Solumedrol is a nasty drug, by the 3rd day; I could barely get up from a chair. The wedding was beautiful. My daughter was radiant and her joy carried me through the day. We had catered the wedding with magnificent hors d oeuvres, but everything tasted horrible to me, even the water was salty. But my dance with my daughter was spellbinding as I sent her off on her honeymoon and her new life. Then I crashed.

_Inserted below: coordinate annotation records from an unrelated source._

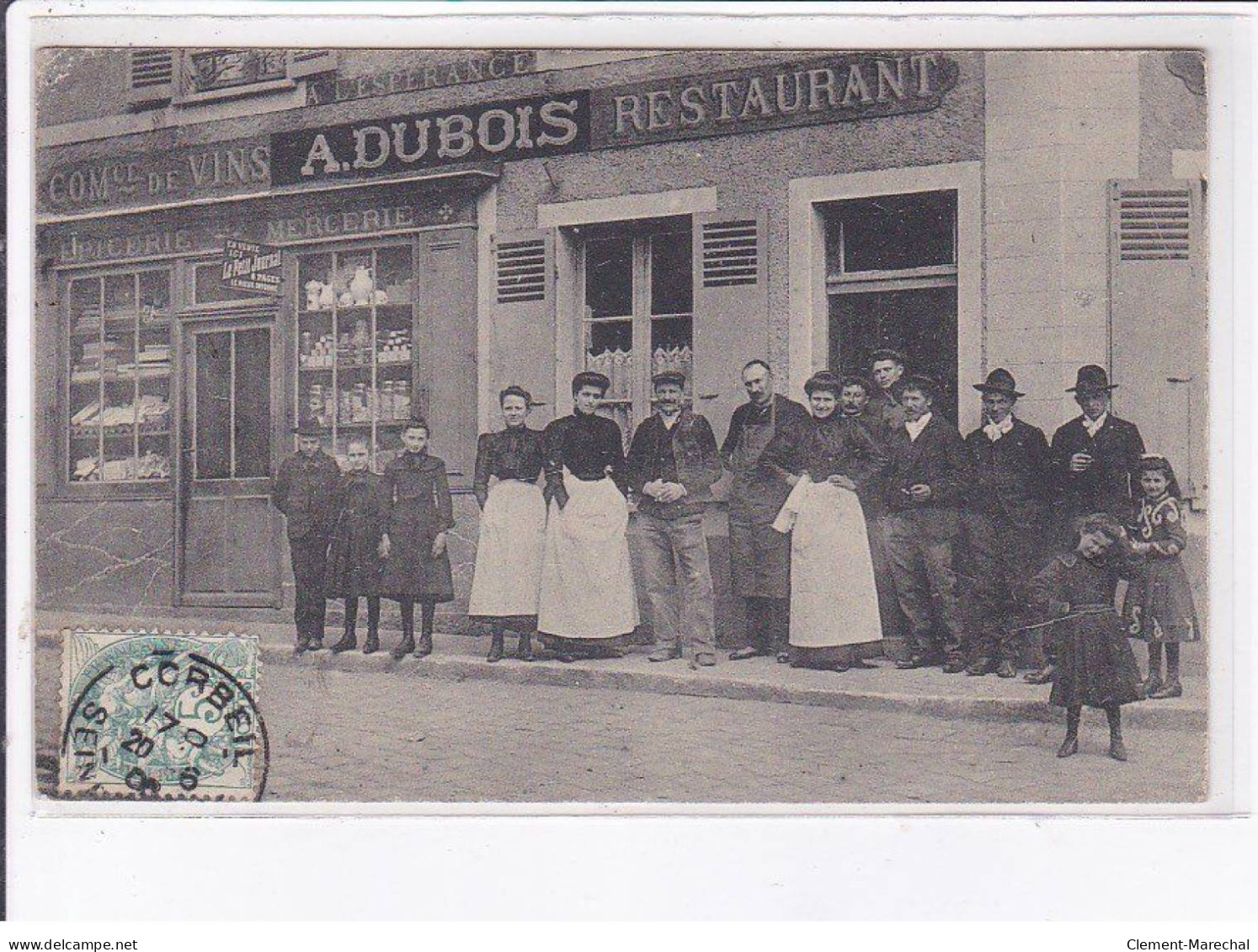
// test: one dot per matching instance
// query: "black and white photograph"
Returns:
(474, 424)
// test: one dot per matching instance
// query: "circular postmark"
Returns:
(160, 715)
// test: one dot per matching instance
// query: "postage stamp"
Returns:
(160, 715)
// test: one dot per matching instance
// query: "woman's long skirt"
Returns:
(586, 580)
(833, 598)
(1095, 664)
(509, 556)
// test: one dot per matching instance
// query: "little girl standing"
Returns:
(1095, 663)
(1159, 605)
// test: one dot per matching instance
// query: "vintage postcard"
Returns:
(648, 427)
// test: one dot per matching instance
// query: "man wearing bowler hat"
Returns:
(925, 486)
(672, 465)
(1004, 522)
(856, 404)
(1095, 460)
(306, 489)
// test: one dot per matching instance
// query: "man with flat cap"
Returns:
(1095, 460)
(306, 491)
(925, 486)
(672, 465)
(759, 555)
(586, 600)
(1004, 522)
(888, 368)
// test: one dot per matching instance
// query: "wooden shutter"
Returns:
(731, 310)
(308, 61)
(1158, 320)
(524, 316)
(152, 76)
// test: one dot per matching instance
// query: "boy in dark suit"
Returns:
(925, 484)
(306, 491)
(1004, 521)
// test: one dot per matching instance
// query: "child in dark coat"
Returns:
(353, 554)
(1095, 667)
(1160, 606)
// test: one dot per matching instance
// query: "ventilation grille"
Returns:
(152, 66)
(1154, 224)
(520, 270)
(731, 253)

I went home to give myself my last infusion of Solumedrol in the I.V. left in my arm by the infusion center nurse. For the next three days I felt like a zombie, Frankenstein and a statue combined. It took great effort to convince myself to get out of a chair or even to speak. I could not eat. I lost 10 lbs in four days. I knew this was the steroids, but could only wait for them to get out of my system. They did, however, help, and my biopsy on October 28th was improved to 1A. I slowly improved, but the dizziness persisted. The plan was to wait a month for my heart to improve and then to continue the treatment for my amyloidosis, possibly with Velcade. In the meantime, I continue to take 40 mg of Decadron every Wednesday, It doesn’t really treat the amyloidosis, but it may help suppress it. My kappa light chain level did not change significantly after the first cycle, but it often doesn’t. Two weeks later, on November 11th, my re-biopsy of my heart again showed 2A/3R moderate rejection. This was a surprise, as symptomatically, I was feeling quite normal (except for the transient dizziness that I still get when I get up after sitting for more than 30 minutes.) This news was devastating. Normally I can connect a complication or setback to some fixable or temporary change, but this time I couldn’t which for the first time scared me. The effect on Barbie was much worse. She was very scared, then sad. We have been hopeful for so long, this was quite overwhelming. I started back on high dose prednisone and will have a follow-up biopsy tomorrow. I haven’t given up hope. I expect it to be improved. I walk two miles a day, I lift weights, my muscle tone is returning. I continue to do everything in my power to improve, both physically and emotionally. I remain the eternal optimist and will start Velcade when I am told I am ready and am prepared to receive a stem-cell transplant at the appropriate time. I will return to work and continue to care for patients as long as I am able to give back a small portion of the great gift that I have received. And as such, I will be a better doctor for having been such a cared for patient. Words cannot express the gratitude I feel toward my doctors and their staff. But overall, I will be eternally grateful for the love of my supportive family, my God, and above all, my constant companion in this journey, Barbie, my beloved wife.